Direkt angrenzend liegt der 1895 eröffnete Rijnhaven. Zunächst als Waren- und Umschlagort, später als Liegeplatz für überwinternde Binnenschiffe genutzt, wurde für das zentrale, nunmehr funktionslos gewordene Areal vom Planungsbüro „Powerhouse Company“ ein Masterplan erstellt, der sich mittlerweile in der Umsetzung befindet. Ein Drittel des alten Hafenbeckens wurde zur Errichtung von Wohnhäusern mit insgesamt 3.000 Wohnungen verfüllt. Die Anlage eines Sandstrandes, durch Stege und Brücken verbundene schwimmende Parks, Geschäfte, Restaurants oder Grünzonen werden das acht Hektar große Areal mit Neubauten, deren Formen und Volumina variieren, zu einem attraktiven neuen Stadtviertel aufwerten. Auch einige historische Lager- und Backsteinbauten werden restauriert und neuen Nutzungen zugeführt.

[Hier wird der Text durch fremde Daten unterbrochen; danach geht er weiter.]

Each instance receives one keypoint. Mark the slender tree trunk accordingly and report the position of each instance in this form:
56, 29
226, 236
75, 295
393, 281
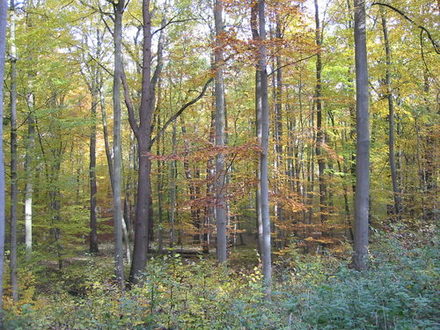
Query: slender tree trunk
363, 139
319, 129
173, 188
14, 186
3, 18
93, 236
264, 168
220, 202
117, 144
28, 168
143, 135
391, 139
255, 37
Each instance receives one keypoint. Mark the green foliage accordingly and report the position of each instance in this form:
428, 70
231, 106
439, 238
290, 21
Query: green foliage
399, 291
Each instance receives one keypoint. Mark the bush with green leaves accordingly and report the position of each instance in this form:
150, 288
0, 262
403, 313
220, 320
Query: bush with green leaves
399, 291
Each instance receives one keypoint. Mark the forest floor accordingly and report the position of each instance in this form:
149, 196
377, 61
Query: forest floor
399, 291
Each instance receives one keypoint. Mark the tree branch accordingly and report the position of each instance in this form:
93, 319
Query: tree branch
433, 42
178, 113
129, 104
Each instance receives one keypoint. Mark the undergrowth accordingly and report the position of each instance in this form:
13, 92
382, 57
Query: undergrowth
399, 291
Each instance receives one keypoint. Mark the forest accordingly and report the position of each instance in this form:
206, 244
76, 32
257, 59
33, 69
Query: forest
219, 164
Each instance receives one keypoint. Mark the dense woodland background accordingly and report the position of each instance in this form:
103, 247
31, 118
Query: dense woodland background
192, 164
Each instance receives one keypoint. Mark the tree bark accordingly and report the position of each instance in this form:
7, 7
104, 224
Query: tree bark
3, 16
117, 143
220, 202
363, 139
93, 236
319, 131
264, 168
143, 136
14, 186
391, 138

Das neue Nederlands Fotomuseum
Dazu gehören zwei neuen Museen auf der zwischen dem Rijnhaven und dem Maashaven gelegenen Halbinsel Katendrecht. In einem der besten erhaltenen historischen Lagerhäuser ist das nationale Museum für Fotografie eingezogen. Entworfen von den Architekten J.P. Stok und J.J. Kanters, diente das 1903 vollendete Backsteingebäude der Lagerung von importiertem Kaffee aus Brasilien. Sein von der brasilianischen Hafenstadt Santos entlehnter Name weist bis heute darauf hin. Dank einer Spende der Stiftung Droom en Daad konnte das Pakhuis Santos erworben und zum festen Domizil für das im Jahr 2003 gegründete Nederlands Fotomuseum umgebaut werden. Die Kosten der Investition bewegen sich im mittleren zweistelligen Millionenbereich.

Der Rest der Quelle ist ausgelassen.